Yamamoto Toshiyuki, Dowa Yuri, Ueda Hideaki, Kawataki Motoyoshi, Asou Toshihide, Sasaki Yuki, Harada Naoki, Matsumoto Naomichi, Matsuoka Rumiko, Kurosawa Kenji
International Research and Educational Institute for Integrated Medical Sciences, Tokyo Women's Medical University, Tokyo, Japan.
Am J Med Genet A. 2008 Jun 15;146A(12):1575-80. doi: 10.1002/ajmg.a.32204.

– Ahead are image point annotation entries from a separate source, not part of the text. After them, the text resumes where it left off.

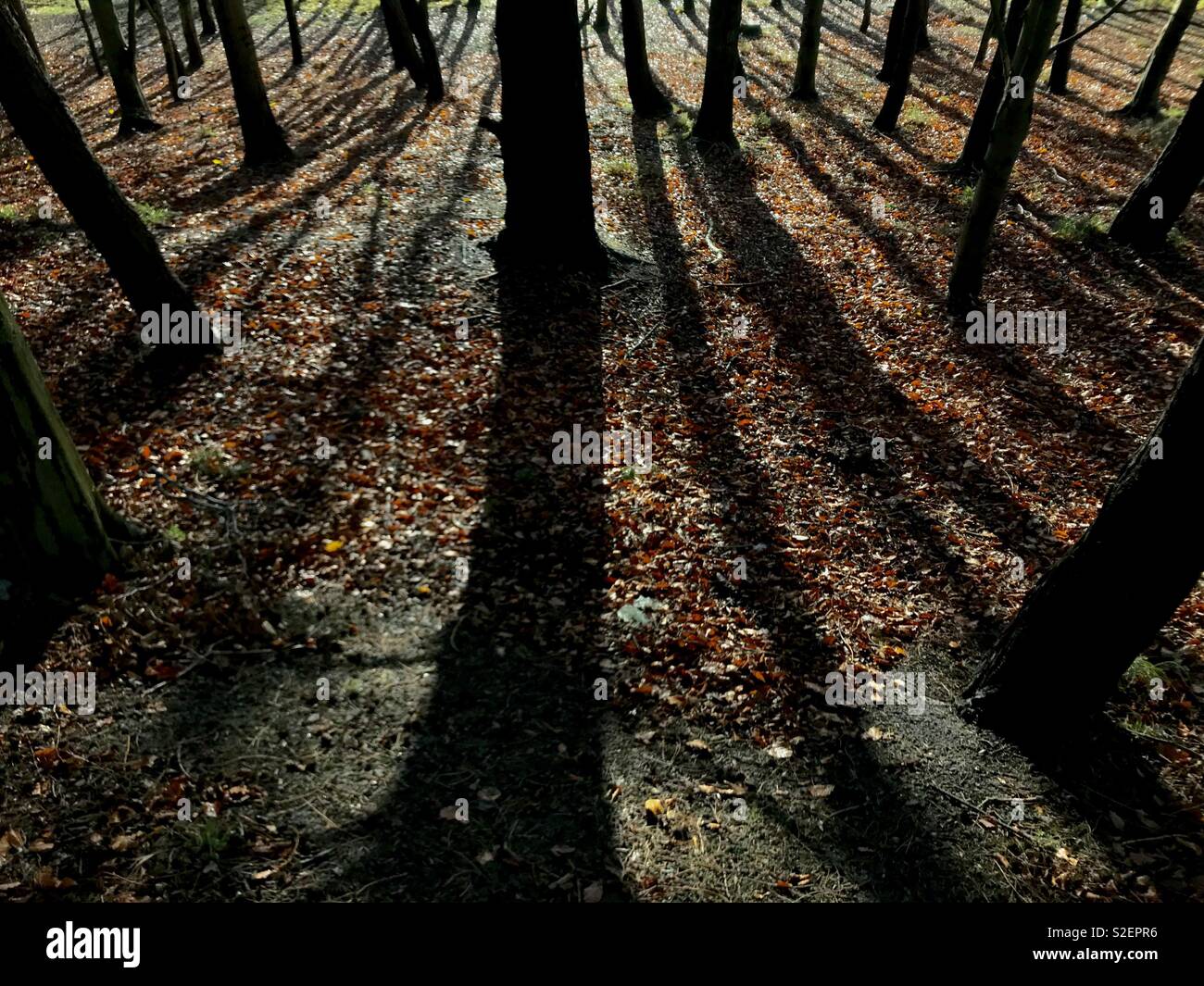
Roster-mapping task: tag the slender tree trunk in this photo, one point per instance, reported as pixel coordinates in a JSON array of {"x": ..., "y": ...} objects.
[
  {"x": 714, "y": 121},
  {"x": 261, "y": 136},
  {"x": 1145, "y": 99},
  {"x": 192, "y": 43},
  {"x": 92, "y": 43},
  {"x": 119, "y": 58},
  {"x": 290, "y": 13},
  {"x": 1060, "y": 71},
  {"x": 978, "y": 137},
  {"x": 808, "y": 53},
  {"x": 420, "y": 25},
  {"x": 1095, "y": 610},
  {"x": 1157, "y": 203},
  {"x": 49, "y": 132},
  {"x": 1007, "y": 139},
  {"x": 549, "y": 207},
  {"x": 646, "y": 100},
  {"x": 901, "y": 80},
  {"x": 208, "y": 25},
  {"x": 53, "y": 538}
]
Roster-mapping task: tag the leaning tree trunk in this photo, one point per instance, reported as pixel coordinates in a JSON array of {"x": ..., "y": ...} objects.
[
  {"x": 1157, "y": 203},
  {"x": 1095, "y": 610},
  {"x": 92, "y": 43},
  {"x": 978, "y": 137},
  {"x": 192, "y": 43},
  {"x": 1145, "y": 99},
  {"x": 808, "y": 53},
  {"x": 120, "y": 59},
  {"x": 290, "y": 15},
  {"x": 261, "y": 136},
  {"x": 1060, "y": 71},
  {"x": 208, "y": 25},
  {"x": 49, "y": 132},
  {"x": 549, "y": 208},
  {"x": 53, "y": 537},
  {"x": 714, "y": 121},
  {"x": 1008, "y": 136},
  {"x": 646, "y": 100},
  {"x": 901, "y": 77},
  {"x": 420, "y": 20}
]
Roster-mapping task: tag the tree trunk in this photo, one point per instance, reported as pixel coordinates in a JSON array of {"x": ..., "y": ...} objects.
[
  {"x": 1007, "y": 137},
  {"x": 545, "y": 137},
  {"x": 420, "y": 25},
  {"x": 1091, "y": 614},
  {"x": 1145, "y": 99},
  {"x": 808, "y": 53},
  {"x": 120, "y": 59},
  {"x": 1060, "y": 71},
  {"x": 261, "y": 136},
  {"x": 208, "y": 25},
  {"x": 290, "y": 13},
  {"x": 53, "y": 540},
  {"x": 92, "y": 43},
  {"x": 901, "y": 80},
  {"x": 978, "y": 137},
  {"x": 192, "y": 43},
  {"x": 401, "y": 43},
  {"x": 27, "y": 28},
  {"x": 44, "y": 125},
  {"x": 1157, "y": 203},
  {"x": 714, "y": 121},
  {"x": 646, "y": 100}
]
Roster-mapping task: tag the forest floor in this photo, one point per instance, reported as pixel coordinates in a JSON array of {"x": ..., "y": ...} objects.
[{"x": 356, "y": 454}]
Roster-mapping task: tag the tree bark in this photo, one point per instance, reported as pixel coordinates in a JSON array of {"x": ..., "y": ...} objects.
[
  {"x": 808, "y": 53},
  {"x": 53, "y": 538},
  {"x": 1091, "y": 614},
  {"x": 261, "y": 136},
  {"x": 120, "y": 60},
  {"x": 1145, "y": 99},
  {"x": 901, "y": 79},
  {"x": 1007, "y": 137},
  {"x": 978, "y": 137},
  {"x": 714, "y": 121},
  {"x": 646, "y": 100},
  {"x": 1060, "y": 71},
  {"x": 545, "y": 137},
  {"x": 49, "y": 132},
  {"x": 418, "y": 19},
  {"x": 1157, "y": 203}
]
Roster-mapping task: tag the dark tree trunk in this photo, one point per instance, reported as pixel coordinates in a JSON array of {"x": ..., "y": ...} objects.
[
  {"x": 1007, "y": 137},
  {"x": 290, "y": 13},
  {"x": 808, "y": 53},
  {"x": 420, "y": 25},
  {"x": 646, "y": 100},
  {"x": 92, "y": 43},
  {"x": 1060, "y": 71},
  {"x": 978, "y": 137},
  {"x": 401, "y": 43},
  {"x": 1145, "y": 99},
  {"x": 53, "y": 537},
  {"x": 208, "y": 25},
  {"x": 192, "y": 43},
  {"x": 549, "y": 196},
  {"x": 714, "y": 121},
  {"x": 123, "y": 70},
  {"x": 901, "y": 80},
  {"x": 261, "y": 136},
  {"x": 44, "y": 125},
  {"x": 1095, "y": 610},
  {"x": 1157, "y": 203}
]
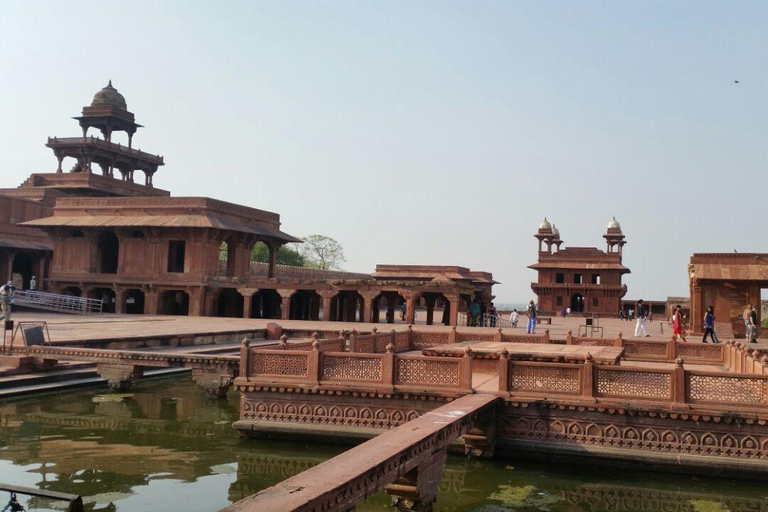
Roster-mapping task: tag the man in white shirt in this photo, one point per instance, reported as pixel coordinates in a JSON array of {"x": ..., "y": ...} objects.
[{"x": 514, "y": 317}]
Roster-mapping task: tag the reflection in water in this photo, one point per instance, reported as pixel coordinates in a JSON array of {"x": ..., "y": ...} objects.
[{"x": 167, "y": 447}]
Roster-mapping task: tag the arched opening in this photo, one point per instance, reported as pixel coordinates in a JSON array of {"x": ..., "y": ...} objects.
[
  {"x": 305, "y": 305},
  {"x": 174, "y": 302},
  {"x": 577, "y": 303},
  {"x": 72, "y": 291},
  {"x": 109, "y": 248},
  {"x": 346, "y": 306},
  {"x": 265, "y": 304},
  {"x": 433, "y": 308},
  {"x": 106, "y": 296},
  {"x": 388, "y": 308},
  {"x": 227, "y": 257},
  {"x": 21, "y": 270},
  {"x": 134, "y": 302},
  {"x": 229, "y": 303}
]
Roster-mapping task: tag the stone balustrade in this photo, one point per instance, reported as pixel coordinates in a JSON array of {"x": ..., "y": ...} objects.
[
  {"x": 385, "y": 372},
  {"x": 595, "y": 383}
]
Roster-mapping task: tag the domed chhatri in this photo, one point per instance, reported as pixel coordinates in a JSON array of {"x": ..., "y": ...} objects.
[{"x": 109, "y": 96}]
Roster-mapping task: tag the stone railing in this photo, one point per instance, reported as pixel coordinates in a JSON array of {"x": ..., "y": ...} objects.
[
  {"x": 339, "y": 370},
  {"x": 595, "y": 383},
  {"x": 294, "y": 272},
  {"x": 742, "y": 357},
  {"x": 662, "y": 351}
]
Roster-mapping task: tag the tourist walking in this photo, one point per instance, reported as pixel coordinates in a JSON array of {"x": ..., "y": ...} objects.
[
  {"x": 514, "y": 317},
  {"x": 709, "y": 326},
  {"x": 640, "y": 325},
  {"x": 678, "y": 329},
  {"x": 746, "y": 317},
  {"x": 7, "y": 291},
  {"x": 532, "y": 314},
  {"x": 754, "y": 324},
  {"x": 474, "y": 313},
  {"x": 492, "y": 314}
]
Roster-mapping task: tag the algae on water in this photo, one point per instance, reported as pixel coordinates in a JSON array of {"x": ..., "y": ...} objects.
[
  {"x": 707, "y": 506},
  {"x": 526, "y": 496}
]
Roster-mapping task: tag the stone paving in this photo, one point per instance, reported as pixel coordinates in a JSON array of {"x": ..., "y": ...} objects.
[{"x": 109, "y": 326}]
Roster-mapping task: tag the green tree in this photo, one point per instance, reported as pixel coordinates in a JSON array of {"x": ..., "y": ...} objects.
[
  {"x": 322, "y": 252},
  {"x": 285, "y": 255}
]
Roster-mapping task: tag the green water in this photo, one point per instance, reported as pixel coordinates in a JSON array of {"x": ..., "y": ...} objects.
[{"x": 167, "y": 447}]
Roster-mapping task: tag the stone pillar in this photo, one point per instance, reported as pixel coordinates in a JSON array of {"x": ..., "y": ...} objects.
[
  {"x": 119, "y": 299},
  {"x": 392, "y": 306},
  {"x": 327, "y": 296},
  {"x": 272, "y": 258},
  {"x": 417, "y": 489},
  {"x": 210, "y": 303},
  {"x": 196, "y": 301},
  {"x": 151, "y": 298},
  {"x": 368, "y": 298},
  {"x": 119, "y": 376},
  {"x": 247, "y": 294},
  {"x": 285, "y": 306},
  {"x": 454, "y": 302},
  {"x": 410, "y": 306}
]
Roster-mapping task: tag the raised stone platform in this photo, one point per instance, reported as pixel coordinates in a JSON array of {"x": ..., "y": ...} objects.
[{"x": 530, "y": 352}]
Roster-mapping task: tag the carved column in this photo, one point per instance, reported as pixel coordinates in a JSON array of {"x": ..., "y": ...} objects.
[
  {"x": 285, "y": 306},
  {"x": 410, "y": 305},
  {"x": 453, "y": 314},
  {"x": 430, "y": 300},
  {"x": 368, "y": 298},
  {"x": 273, "y": 248},
  {"x": 151, "y": 299},
  {"x": 196, "y": 301},
  {"x": 247, "y": 294},
  {"x": 327, "y": 296}
]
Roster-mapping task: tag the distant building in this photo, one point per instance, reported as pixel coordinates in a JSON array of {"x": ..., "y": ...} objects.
[
  {"x": 585, "y": 279},
  {"x": 105, "y": 236}
]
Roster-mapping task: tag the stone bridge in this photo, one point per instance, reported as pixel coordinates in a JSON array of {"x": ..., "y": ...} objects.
[
  {"x": 121, "y": 367},
  {"x": 406, "y": 461}
]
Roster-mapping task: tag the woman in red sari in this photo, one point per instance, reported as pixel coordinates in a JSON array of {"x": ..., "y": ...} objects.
[{"x": 677, "y": 324}]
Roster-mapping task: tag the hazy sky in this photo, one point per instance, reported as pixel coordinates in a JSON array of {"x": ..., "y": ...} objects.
[{"x": 426, "y": 132}]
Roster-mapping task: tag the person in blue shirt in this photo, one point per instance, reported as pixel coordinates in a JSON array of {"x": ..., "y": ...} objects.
[{"x": 709, "y": 325}]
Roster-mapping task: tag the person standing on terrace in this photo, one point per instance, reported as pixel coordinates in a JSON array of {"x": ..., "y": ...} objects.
[
  {"x": 641, "y": 314},
  {"x": 514, "y": 317},
  {"x": 474, "y": 312},
  {"x": 677, "y": 324},
  {"x": 532, "y": 314},
  {"x": 709, "y": 326}
]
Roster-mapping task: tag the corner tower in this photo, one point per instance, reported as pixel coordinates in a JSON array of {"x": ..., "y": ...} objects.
[
  {"x": 107, "y": 113},
  {"x": 584, "y": 279}
]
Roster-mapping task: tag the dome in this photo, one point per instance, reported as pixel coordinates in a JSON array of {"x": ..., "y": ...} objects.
[{"x": 109, "y": 96}]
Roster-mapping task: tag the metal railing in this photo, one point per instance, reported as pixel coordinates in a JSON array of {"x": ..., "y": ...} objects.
[
  {"x": 486, "y": 320},
  {"x": 56, "y": 302}
]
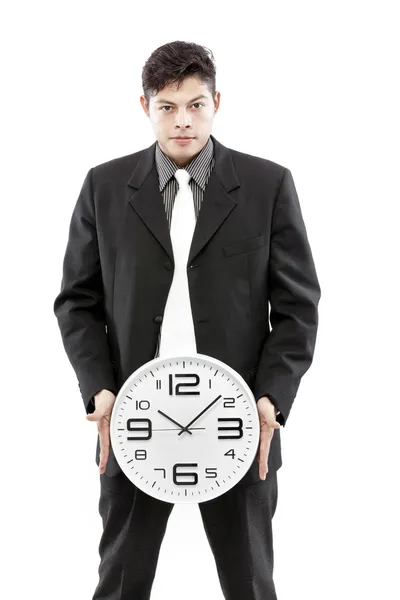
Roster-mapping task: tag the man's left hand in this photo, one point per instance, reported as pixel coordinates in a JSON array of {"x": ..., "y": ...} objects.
[{"x": 267, "y": 413}]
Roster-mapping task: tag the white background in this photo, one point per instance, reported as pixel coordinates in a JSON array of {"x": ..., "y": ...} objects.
[{"x": 310, "y": 85}]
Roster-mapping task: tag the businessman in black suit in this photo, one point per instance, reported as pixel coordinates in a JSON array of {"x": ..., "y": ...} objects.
[{"x": 249, "y": 248}]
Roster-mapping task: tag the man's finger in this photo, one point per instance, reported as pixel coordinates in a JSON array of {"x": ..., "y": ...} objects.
[{"x": 265, "y": 444}]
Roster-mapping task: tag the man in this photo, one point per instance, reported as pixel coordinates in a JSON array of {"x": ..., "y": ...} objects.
[{"x": 250, "y": 249}]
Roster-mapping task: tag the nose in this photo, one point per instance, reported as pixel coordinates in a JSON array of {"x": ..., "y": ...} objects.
[{"x": 182, "y": 118}]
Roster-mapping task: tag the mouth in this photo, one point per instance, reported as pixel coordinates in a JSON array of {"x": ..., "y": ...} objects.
[{"x": 182, "y": 140}]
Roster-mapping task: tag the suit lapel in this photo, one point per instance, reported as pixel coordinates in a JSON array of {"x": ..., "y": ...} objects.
[{"x": 217, "y": 203}]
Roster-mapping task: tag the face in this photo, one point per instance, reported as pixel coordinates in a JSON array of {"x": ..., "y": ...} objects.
[{"x": 189, "y": 112}]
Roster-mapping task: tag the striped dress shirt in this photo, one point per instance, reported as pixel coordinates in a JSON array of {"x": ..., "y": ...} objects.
[{"x": 199, "y": 168}]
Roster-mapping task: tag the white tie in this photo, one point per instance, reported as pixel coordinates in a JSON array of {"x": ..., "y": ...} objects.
[{"x": 177, "y": 331}]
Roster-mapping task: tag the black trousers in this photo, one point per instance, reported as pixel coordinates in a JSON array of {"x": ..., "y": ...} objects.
[{"x": 238, "y": 526}]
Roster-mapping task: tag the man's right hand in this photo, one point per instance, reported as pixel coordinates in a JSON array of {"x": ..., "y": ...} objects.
[{"x": 104, "y": 402}]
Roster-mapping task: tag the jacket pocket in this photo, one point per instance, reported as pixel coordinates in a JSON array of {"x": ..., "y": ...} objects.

A newborn male had an interstitial deletion of 16q21-q22.1 accompanying tetralogy of Fallot associated with pulmonary atresia and major aortopulmonary collateral arteries (MAPCA), dysmorphic craniofacial features, failure to thrive, and severe psychomotor developmental delay. When the deletion in this patient and other reported patients are compared, the 16q22 region appears to be the smallest region for 16q deletion syndrome. Since over 50% of patients with the deletion of 16q22 region have congenital heart disease, there may be a responsible gene in this region.
一名男婴存在16q21-q22.1间质性缺失,伴有法洛四联症合并肺动脉闭锁及主要体肺侧支动脉(MAPCA)、颅面部畸形特征、生长发育迟缓以及严重的精神运动发育迟缓。将该患者与其他已报道患者的缺失情况进行比较时,16q22区域似乎是16q缺失综合征的最小区域。由于16q22区域缺失的患者中超过50%患有先天性心脏病,该区域可能存在致病基因。